Some new breast pumps have Bluetooth technology to help track pumping sessions—a technology that could theoretically pose a security risk for areas of embassies with sensitive or classified information. Yet, as advocates of the State Department changing its policies point out, there are already policies in place to clear other essential medical equipment, such as hearing aids, blood pressure monitors, and oxygen tanks with electronic equipment.
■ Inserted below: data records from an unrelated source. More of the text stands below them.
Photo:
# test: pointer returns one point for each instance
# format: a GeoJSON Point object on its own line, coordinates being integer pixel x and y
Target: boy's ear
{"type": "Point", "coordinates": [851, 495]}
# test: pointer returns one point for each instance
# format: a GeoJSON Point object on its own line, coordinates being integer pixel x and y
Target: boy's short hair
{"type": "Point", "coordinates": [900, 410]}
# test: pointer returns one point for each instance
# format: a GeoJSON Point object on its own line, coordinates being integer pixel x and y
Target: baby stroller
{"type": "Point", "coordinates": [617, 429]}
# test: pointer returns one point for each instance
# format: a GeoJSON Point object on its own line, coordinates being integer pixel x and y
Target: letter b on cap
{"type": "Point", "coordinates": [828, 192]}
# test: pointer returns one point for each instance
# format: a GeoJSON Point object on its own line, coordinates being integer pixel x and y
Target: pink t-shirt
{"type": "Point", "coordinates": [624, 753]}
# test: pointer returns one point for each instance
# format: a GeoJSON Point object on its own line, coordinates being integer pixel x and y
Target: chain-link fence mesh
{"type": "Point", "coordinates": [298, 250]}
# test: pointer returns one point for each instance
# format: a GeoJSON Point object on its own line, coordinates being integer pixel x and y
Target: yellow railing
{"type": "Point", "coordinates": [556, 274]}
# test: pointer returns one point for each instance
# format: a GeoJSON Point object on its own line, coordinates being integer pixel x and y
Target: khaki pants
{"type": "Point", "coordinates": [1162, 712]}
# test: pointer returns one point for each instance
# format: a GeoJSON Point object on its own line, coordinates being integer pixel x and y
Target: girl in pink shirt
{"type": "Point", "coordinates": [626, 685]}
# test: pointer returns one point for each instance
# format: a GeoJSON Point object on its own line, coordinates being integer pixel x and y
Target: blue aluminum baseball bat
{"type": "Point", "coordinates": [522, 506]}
Federal labor law requires employers to give nursing mothers adequate break time and designated private areas in an office to pump breast milk, under a 2010 amendment to the 1938 Fair Labor Standards Act. Within the federal government, however, authorities have some leeway to override certain labor standards should those standards undermine security or put at risk classified information, according to a senior State Department official familiar with the matter.
The U.S. Air Force has already implemented policies to get around this problem, however, designating breast pumps as medical devices rather than personal electronic devices. The result is that properly cleared Bluetooth-enabled breast pumps are allowed in secure facilities. The policy was put in place as part of a broader effort to make it easier for women to continue their military service after having children.
On Dec. 23, Eric Rubin, the head of the American Foreign Service Association, the union that represents foreign service officers, sent a letter to a top State Department official urgently requesting that the Bureau of Diplomatic Security (DS) issue new guidance for nursing mothers on what they would and would not be allowed to bring into embassies and controlled access areas so they can plan accordingly.
“If DS sees a real security issue, its leadership should establish a consistent, fast, and transparent process for screening pumps so that nursing moms know what to expect when they return to work,” Rubin wrote in the letter to John Bass, the State Department’s undersecretary for management.
“The Department should make it as easy as possible for nursing mothers to return to their demanding jobs, not create additional hurdles. … If the Department wants to increase the ranks of women in senior leadership, they should set them up to succeed every step of the way.”